Dell, $6.99, ISBN 0-440-23542-1
Contemporary Fiction, 2000 (Reissue)
It’s been awhile since I go “Eeuw!” at a heroine, much less feel this need to step back a million steps from her. Handyman has a heroine who could teach codependency at university level, heck, she could probably give seminars on it if she could get a spine to start her own business. I feel really suffocated on behalf of the hero Jake Cooper – any man who could tolerate such a clingy poison ivy of a woman deserves a medal of valor.
Maggie Ives is one sad woman. Stuck in an underpaid, overworked job, trying to bring up her ill kid, no insurance, living in a slummy area, she lives day by day moping and wondering if a man would ever come by and rescue her from her life. When a friend finally decides to have mercy on her and pay for her therapy, our heroine, not exactly a light bulb of wisdom, mistakes the handyman Jake as “Dr Golding” and proceeds to sob her heart out. After all, he’s handsome, so he must be the shrink, right?

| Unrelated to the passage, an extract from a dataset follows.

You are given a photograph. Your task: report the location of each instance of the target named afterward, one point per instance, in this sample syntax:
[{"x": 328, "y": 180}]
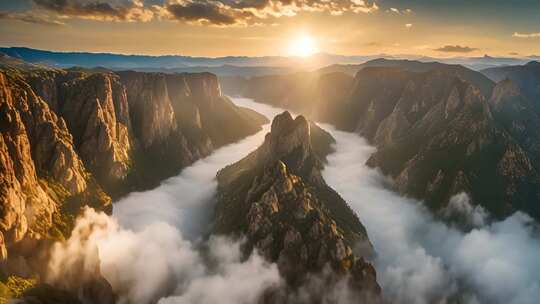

Pathetic, really. I mean, look at her go eek eek eek, her life is so horrible, eek eek eek.
Jake pities her and starts fixing her problems. Bad boss? Let Jake handle it, dear. Ill kid? Jake will see to it. No self-esteem? Let Jake fix it too. And Maggie, she clings, grateful, pathetically grateful. How like a man to solve her problems! Ooh, ooh, she’s going to go eek, eek, eek again.
Jake can’t tell her he’s no shrink. Of course he can’t. I don’t blame him. The idea of Maggie going eek eek eek makes me feel quite ill too. So he tells her around, oh, a chapter or two before the last? But Maggie, who takes codependency to new Alpha Centauri heights and distances, just eek-eek-eeks for a while before forgiving him. Heck, with her survival skills (I wonder how she crosses the street without getting mowed down by a truck or something, since she is that clueless), she can’t afford not to.
Handyman is exactly the poster book for every unfair accusation that critics leveled at the romance genre. Ironically, these same critics lavishly praise at this book, which is marketed as “fiction” by the way. Oh really? So a book with a 10-year old child trapped in a woman’s body being saved from her troubles by the hero (and nary an action on her part) is “the perfect Valentine fantasy” while a romance novel nurtures female submissiveness and codependency?
I wonder what these people are smoking, really.